# Fitting a Stage-Discharge Rating
[![Open In Colab](https://colab.research.google.com/assets/colab-badge.svg)](https://colab.research.google.com/github/thodson-usgs/ratingcurve/blob/master/notebooks/segmented-power-law-demo.ipynb)  

## Segmented power-law rating
There are several approaches to fitting a stage-discharge rating curve. 
The first section of this notebook demonstrates the classic approach, 
which is to use a segmented power law.

The segmented power law is defined as:

\begin{align}
    \log(Q) = a + \sum_{i=1}^{n} b_i \log(x - x_{o,i}) H_i(x - x_{o,i})
\end{align}
where
$Q$ is a vector discharge, \
$n$ is the number of breakpoints in the rating, \
$a$ and $b$ are model parameters, \
$x$ is a vector of stage observations, \
$x_o$ is a vector of breakpoints, and \
$H$ is the Heaviside function. 

In a standard linear model $b$ represents the slope of the function with respect the input.
In the segmented power law $b_o$ is the slope and each subsequent $b_i$ are adjustment to the base slope for each segment.

The later part of notebook demonstrates fitting a rating using a cubic spline.

In [None]:
# # Only run this cell to setup Google Colab.

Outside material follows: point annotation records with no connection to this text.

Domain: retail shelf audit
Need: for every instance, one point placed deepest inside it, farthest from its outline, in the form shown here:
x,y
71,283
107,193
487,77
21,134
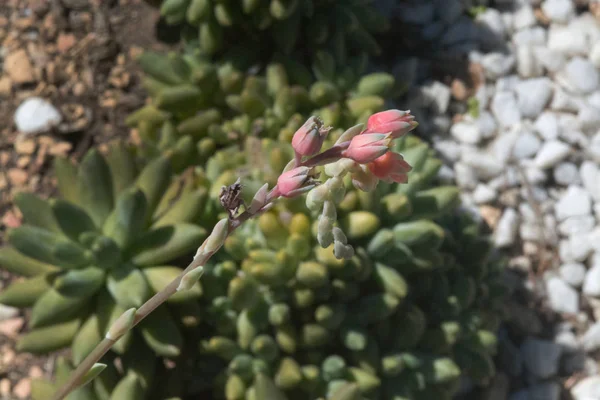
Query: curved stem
x,y
159,298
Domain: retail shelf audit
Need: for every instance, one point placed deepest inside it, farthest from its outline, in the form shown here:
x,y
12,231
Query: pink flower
x,y
295,181
309,138
396,122
367,147
390,167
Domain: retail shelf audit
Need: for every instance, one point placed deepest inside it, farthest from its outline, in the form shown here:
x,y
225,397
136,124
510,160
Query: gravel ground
x,y
508,94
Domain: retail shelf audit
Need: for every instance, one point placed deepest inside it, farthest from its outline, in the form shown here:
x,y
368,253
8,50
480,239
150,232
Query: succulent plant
x,y
107,245
415,308
198,107
258,27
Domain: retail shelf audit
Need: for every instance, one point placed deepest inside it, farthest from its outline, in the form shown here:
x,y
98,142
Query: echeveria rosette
x,y
414,309
107,245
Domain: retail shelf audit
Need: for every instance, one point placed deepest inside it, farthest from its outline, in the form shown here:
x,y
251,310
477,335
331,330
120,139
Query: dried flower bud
x,y
341,250
259,199
189,279
363,179
329,210
397,123
367,147
350,133
309,138
295,181
324,234
337,189
316,197
122,325
216,238
340,167
339,235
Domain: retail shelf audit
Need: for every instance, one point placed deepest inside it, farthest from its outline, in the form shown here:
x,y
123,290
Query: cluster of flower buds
x,y
364,153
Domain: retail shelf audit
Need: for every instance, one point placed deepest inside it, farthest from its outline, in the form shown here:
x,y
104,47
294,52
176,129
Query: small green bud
x,y
333,367
122,325
279,314
289,374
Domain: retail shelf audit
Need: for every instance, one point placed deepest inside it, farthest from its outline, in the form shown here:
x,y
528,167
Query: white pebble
x,y
506,230
561,296
566,174
36,115
560,11
527,145
466,132
582,75
533,95
547,125
573,273
484,194
551,153
505,109
574,202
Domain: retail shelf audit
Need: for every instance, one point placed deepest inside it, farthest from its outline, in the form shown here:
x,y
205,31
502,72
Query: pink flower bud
x,y
395,122
390,167
367,147
309,138
295,181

It will take a minute.
# %%capture
# # Specific repo version used in this notebook
# !pip install pymc==4.1.1
#
# # Colab needs this
# %env MKL_THREADING_LAYER=GNU
#
# # install ratingcurve library
# !pip install git+https://github.com/thodson-usgs/ratingcurve.git

In [None]:
%load_ext autoreload
%autoreload 2

import pymc as pm
import arviz as az
from ratingcurve.ratingmodel import SegmentedRatingModel, SplineRatingModel

## Load Data

In [None]:
# load tutorial data
from ratingcurve import tutorial
tutorial.list_datasets()

and load a specific dataset.

In [None]:
df = tutorial.open_dataset('green_channel')
df.head()

In [None]:
# plot the data
ax = df.plot.scatter(x='q', y='stage', marker='o')
ax.set_xlabel("Discharge (cfs)")
ax.set_ylabel("Stage (ft)")

## Setup model
Setup a rating model. This make take a minute while the model compiles.

In [None]:
segments = 2
powerrating = SegmentedRatingModel(q=df['q'],
                                   h=df['stage'], 
                                   q_sigma=df['q_sigma'],
                                   segments=segments,
                                   prior={'distribution':'uniform'})

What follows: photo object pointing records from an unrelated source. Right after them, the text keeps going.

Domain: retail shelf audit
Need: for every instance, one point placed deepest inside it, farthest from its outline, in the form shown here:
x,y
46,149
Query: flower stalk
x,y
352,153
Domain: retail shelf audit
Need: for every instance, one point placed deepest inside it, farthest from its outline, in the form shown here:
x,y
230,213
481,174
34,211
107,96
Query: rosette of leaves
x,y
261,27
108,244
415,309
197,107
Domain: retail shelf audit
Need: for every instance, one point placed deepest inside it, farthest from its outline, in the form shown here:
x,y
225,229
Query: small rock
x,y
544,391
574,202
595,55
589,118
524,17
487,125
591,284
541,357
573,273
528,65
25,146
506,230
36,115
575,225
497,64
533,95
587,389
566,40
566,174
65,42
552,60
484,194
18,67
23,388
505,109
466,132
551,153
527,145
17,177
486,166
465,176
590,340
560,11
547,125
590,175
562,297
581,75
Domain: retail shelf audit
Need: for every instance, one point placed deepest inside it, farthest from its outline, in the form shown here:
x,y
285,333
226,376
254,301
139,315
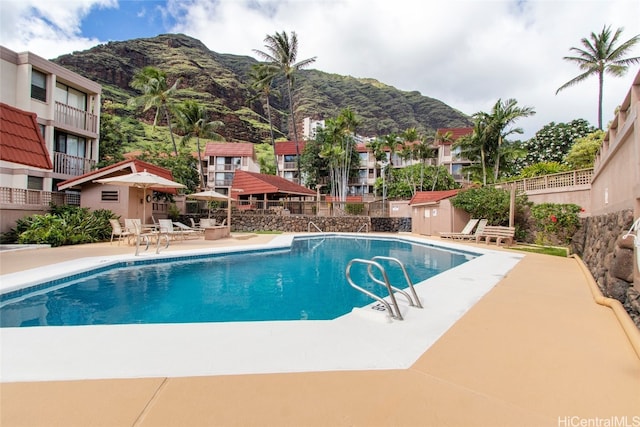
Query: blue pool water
x,y
304,282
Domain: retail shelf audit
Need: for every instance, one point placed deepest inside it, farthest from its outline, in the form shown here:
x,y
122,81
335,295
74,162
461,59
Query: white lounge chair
x,y
465,231
117,231
186,230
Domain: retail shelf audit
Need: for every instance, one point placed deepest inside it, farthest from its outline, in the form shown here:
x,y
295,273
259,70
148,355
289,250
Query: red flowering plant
x,y
555,223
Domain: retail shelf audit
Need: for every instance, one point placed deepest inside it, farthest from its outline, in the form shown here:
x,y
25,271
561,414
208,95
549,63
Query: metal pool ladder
x,y
413,299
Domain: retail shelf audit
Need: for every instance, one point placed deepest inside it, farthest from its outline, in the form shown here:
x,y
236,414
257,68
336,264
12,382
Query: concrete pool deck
x,y
535,350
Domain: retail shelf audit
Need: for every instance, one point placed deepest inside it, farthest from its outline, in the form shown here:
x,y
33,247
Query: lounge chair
x,y
472,236
207,222
117,231
165,227
186,230
466,231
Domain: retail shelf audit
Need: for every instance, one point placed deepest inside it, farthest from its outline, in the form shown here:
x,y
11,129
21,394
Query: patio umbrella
x,y
142,180
210,195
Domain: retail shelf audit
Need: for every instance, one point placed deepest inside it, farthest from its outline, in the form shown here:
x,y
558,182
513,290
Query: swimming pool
x,y
349,342
303,282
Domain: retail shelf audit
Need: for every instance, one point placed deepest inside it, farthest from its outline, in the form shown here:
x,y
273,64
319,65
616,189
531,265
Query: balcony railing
x,y
21,196
76,118
575,178
290,165
72,165
223,168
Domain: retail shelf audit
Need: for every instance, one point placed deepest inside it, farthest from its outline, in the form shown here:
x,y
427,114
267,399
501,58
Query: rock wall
x,y
251,222
610,258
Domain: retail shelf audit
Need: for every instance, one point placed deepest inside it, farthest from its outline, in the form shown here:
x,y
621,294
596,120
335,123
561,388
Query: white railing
x,y
74,117
21,196
72,165
580,177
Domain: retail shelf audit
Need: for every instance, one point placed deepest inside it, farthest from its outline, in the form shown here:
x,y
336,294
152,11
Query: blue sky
x,y
131,19
466,53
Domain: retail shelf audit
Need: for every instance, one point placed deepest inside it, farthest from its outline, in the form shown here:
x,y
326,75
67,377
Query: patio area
x,y
536,350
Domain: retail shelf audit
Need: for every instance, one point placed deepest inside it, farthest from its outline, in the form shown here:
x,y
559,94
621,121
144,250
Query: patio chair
x,y
188,231
117,231
207,222
165,226
465,231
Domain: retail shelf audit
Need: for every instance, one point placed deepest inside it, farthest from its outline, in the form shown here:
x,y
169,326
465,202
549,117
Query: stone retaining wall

then fit the model using variational inference (this will be slower on the first run). Set the number of iterations `n` such that the model stops after the loss stops decreasing.

In [None]:
with powerrating:
    method = 'advi'
    mean_field = pm.fit(method=method, n=150_000)
    trace = mean_field.sample(5000)

Once fit, we can evaluate the model by plotting the rating curve.

In [None]:
powerrating.plot(trace)

or as a table of the parameters of the power-law model.

In [None]:
# ignore every column after hdi_97%
az.summary(trace, var_names=["w", "a", "sigma", "hs"])

## Exercise
What happens if we choose the wrong number of segments? 
Increase the number of segments by one and rerun the model.

## Simulated Example
This example uses a simulated rating curve, which allows you to test how different sampling schemes affect the rating curve fit.

First, open the `simulated_rating` tutorial dataset.

In [None]:
sim_df = tutorial.open_dataset('simulated_rating')
print('The simulated rating contains {} observations'.format(len(sim_df)))

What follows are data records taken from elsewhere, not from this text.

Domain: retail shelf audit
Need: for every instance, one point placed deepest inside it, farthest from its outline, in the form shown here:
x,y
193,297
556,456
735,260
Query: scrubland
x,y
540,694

This rating contains observations of every 0.01 inch. increment in stage, which is much more than we'd have for a natural rating.
Try sampling to `n=15` or `n=30` and see how that affects the model fit.

In [None]:
# subsample the simulated rating curve
n = 30
df = sim_df.sample(n, random_state=12345)

ax = sim_df.plot(x='q', y='stage', color='grey', ls='-', legend=False)
df.plot.scatter(x='q', y='stage', marker='o', color='blue', ax=ax)
ax.set_xlabel("Discharge (cfs)")
ax.set_ylabel("Stage (ft)")

Setup a rating model with 3 segments

In [None]:
segments = 3
powerrating = SegmentedRatingModel(q=df['q'],
                                   h=df['stage'],
                                   q_sigma=None,
                                   segments=segments,
                                   prior={'distribution':'uniform'})

now fit the model using ADVI

In [None]:
with powerrating:
    method = 'advi'
    mean_field = pm.fit(method=method, n=150_000) #increase n as necessary
    trace = mean_field.sample(5000)

and visualize the results.

In [None]:
powerrating.plot(trace, None)

In [None]:
az.summary(trace, var_names=["w", "a", "sigma", "hs"])

ADVI typically underestimates uncertainty; NUTS may give better results but will be substantially slower to fit curves with several segments.

In [None]:
# NUTS example. This may take several minutes to run.
# n = 4
# with powerrating:
#     trace = pm.sample(tune=1500, chains=n, cores=n, target_accept=0.99)
#
# powerrating.plot(trace)

## Spline demo
An alternative to the segmented power law is the natural spline.

In [None]:
import numpy as np

df = tutorial.open_dataset('green_channel')

knots = np.linspace(2, 13, 2)
q = df['q']
h = df['stage']

spline_rating = SplineRatingModel(q=df['q'],
                                  h=df['stage'],
                                  q_sigma=df['q_sigma'],
                                  knots=knots)

In [None]:
# requires fewer iterations than power law
with spline_rating:
    method = 'advi'
    mean_field = pm.fit(method=method, n=50_000)
    trace = mean_field.sample(5000)

spline_rating.plot(trace)

### Spline with simulated data

In [None]:
sim_df = tutorial.open_dataset('simulated_rating')

In [None]:
# subsample the simulated rating curve
n = 30
df = sim_df.sample(n)

ax = sim_df.plot(x='q', y='stage', color='gray', ls='-', legend=False)
df.plot.scatter(x='q', y='stage', marker='o', color='blue', ax=ax)
ax.set_xlabel("Discharge (cfs)")
ax.set_ylabel("Stage (ft)")

In [None]:
n_knots = 6
knots = np.linspace(5, 13, n_knots)

spline_rating = SplineRatingModel(q=df['q'],
                                  h=df['stage'],
                                  knots=knots)

In [None]:
with spline_rating:
    method = 'advi'
    mean_field = pm.fit(method=method, n=80_000)
    trace = mean_field.sample(5000)

spline_rating.plot(trace)

### Excercise 
Splines can give unexpectedly poor results.
For example, try 
`sim_df.sample(n=30, random_state=771)`